--- James Risen wrote in the New York Times, June 17, 2008. His article said:
Army Overseer Tells of Ouster Over KBR Stir
Ever since KBR emerged as the dominant contractor in Iraq, critics have questioned whether the company has benefited from its political connections to the Bush administration. Until last year, KBR was known as Kellogg, Brown and Root and was a subsidiary of Halliburton, the Texas oil services giant, where Vice President Dick Cheney previously served as chief executive.
When told of Mr. Smith’s account, Representative Henry A. Waxman, the California Democrat who is chairman of the House Oversight and Government Reform Committee, said it “is startling, and it confirms the committee’s worst fears. KBR has repeatedly gouged the taxpayer, and the Bush administration has looked the other way every time."
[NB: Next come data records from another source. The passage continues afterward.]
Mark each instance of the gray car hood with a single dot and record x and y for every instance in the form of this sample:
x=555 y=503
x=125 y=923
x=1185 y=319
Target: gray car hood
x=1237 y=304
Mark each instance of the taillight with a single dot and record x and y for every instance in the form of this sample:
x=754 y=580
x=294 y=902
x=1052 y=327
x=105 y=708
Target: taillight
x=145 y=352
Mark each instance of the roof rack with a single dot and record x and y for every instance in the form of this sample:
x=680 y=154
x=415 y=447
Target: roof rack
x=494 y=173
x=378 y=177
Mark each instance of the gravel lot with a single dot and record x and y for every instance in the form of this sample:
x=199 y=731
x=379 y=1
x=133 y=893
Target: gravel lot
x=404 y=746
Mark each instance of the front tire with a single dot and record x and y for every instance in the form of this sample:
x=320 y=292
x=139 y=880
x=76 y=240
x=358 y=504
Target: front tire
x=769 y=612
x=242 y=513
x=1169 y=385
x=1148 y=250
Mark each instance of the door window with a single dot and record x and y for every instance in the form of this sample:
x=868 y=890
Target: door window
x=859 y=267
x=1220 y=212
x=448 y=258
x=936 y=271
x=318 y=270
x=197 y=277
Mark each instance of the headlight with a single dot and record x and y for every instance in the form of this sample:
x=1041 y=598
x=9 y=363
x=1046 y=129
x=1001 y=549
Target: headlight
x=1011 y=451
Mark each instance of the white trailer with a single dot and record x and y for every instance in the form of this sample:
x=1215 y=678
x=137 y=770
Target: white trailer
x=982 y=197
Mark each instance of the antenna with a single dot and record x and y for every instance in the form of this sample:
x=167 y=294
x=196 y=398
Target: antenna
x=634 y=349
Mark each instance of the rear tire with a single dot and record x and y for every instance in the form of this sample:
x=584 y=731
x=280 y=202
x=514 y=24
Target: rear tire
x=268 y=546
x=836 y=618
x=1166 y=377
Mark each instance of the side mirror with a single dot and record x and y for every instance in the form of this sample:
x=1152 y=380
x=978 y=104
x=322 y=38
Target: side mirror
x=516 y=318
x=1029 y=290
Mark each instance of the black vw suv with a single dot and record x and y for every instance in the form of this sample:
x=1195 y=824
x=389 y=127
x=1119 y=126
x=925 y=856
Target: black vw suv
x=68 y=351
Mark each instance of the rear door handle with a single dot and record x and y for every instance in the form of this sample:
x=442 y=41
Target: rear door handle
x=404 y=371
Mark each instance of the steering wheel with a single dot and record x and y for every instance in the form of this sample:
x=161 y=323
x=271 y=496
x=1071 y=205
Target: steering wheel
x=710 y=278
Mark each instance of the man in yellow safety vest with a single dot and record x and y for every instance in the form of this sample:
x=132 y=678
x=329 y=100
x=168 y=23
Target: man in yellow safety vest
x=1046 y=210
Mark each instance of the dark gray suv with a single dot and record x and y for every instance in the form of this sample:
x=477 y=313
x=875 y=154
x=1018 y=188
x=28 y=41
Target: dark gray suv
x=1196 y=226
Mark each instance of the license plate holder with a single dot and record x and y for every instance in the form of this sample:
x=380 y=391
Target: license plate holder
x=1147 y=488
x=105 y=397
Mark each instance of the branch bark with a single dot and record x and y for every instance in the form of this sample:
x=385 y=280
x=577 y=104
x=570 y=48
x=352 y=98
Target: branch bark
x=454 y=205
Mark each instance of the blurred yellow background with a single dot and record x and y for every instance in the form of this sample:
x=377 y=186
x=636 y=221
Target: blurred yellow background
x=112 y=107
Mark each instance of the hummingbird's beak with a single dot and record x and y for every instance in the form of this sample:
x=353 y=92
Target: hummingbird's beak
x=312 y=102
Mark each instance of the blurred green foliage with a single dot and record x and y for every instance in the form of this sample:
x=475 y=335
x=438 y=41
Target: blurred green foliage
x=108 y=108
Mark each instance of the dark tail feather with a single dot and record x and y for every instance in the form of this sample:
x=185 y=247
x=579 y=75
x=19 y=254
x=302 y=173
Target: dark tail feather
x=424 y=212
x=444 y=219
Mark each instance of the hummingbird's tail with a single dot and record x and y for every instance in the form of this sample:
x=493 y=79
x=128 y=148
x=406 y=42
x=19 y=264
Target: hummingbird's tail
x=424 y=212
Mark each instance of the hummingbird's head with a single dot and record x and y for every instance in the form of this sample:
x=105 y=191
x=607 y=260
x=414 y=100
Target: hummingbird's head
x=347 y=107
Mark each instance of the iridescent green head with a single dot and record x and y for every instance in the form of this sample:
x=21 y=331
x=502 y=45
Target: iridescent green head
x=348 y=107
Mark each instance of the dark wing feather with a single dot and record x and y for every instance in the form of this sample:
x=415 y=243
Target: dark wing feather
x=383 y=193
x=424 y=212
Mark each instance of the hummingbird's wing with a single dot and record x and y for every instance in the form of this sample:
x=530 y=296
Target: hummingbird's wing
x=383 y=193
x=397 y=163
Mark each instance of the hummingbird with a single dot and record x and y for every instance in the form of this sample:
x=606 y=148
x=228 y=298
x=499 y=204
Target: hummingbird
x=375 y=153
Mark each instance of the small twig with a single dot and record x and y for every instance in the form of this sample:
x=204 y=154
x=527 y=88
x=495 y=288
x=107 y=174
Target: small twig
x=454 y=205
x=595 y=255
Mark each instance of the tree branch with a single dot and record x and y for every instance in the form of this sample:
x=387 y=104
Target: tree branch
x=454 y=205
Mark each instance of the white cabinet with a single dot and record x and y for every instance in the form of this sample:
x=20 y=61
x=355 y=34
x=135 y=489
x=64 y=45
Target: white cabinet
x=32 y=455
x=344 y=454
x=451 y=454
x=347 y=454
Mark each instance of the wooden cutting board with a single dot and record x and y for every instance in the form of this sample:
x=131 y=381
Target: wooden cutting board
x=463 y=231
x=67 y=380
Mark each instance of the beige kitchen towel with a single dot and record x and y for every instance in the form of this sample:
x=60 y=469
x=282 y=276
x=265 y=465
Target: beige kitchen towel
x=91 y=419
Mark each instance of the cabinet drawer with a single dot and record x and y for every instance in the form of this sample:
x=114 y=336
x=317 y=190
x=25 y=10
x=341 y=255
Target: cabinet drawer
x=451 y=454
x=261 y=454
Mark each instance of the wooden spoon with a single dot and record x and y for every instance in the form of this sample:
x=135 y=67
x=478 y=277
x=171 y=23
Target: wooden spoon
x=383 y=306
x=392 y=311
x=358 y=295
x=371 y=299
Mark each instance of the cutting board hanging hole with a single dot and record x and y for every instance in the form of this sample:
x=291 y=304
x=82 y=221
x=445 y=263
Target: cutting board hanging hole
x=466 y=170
Mr. Smith, a civilian employee of the Army for 31 years, spent his entire career at the Rock Island Arsenal, the Army’s headquarters for much of its contracting work, near Davenport, Iowa. He said he had waited to speak out until after he retired in February.
$40 billion is a lot to waste, but with team work, it can be done. The author describes his experience as the Army manager responsible for the LOGCAP program for supply contracts from 2001 to 2004. This included travels to Iraq during the war and his removal from the post when he refused to continue awarding contracts to KBR when other outfits could clearly perform better.
The book also analyzes problems with the Army approach to contracts in today's military environment, and with congressional oversight of the program.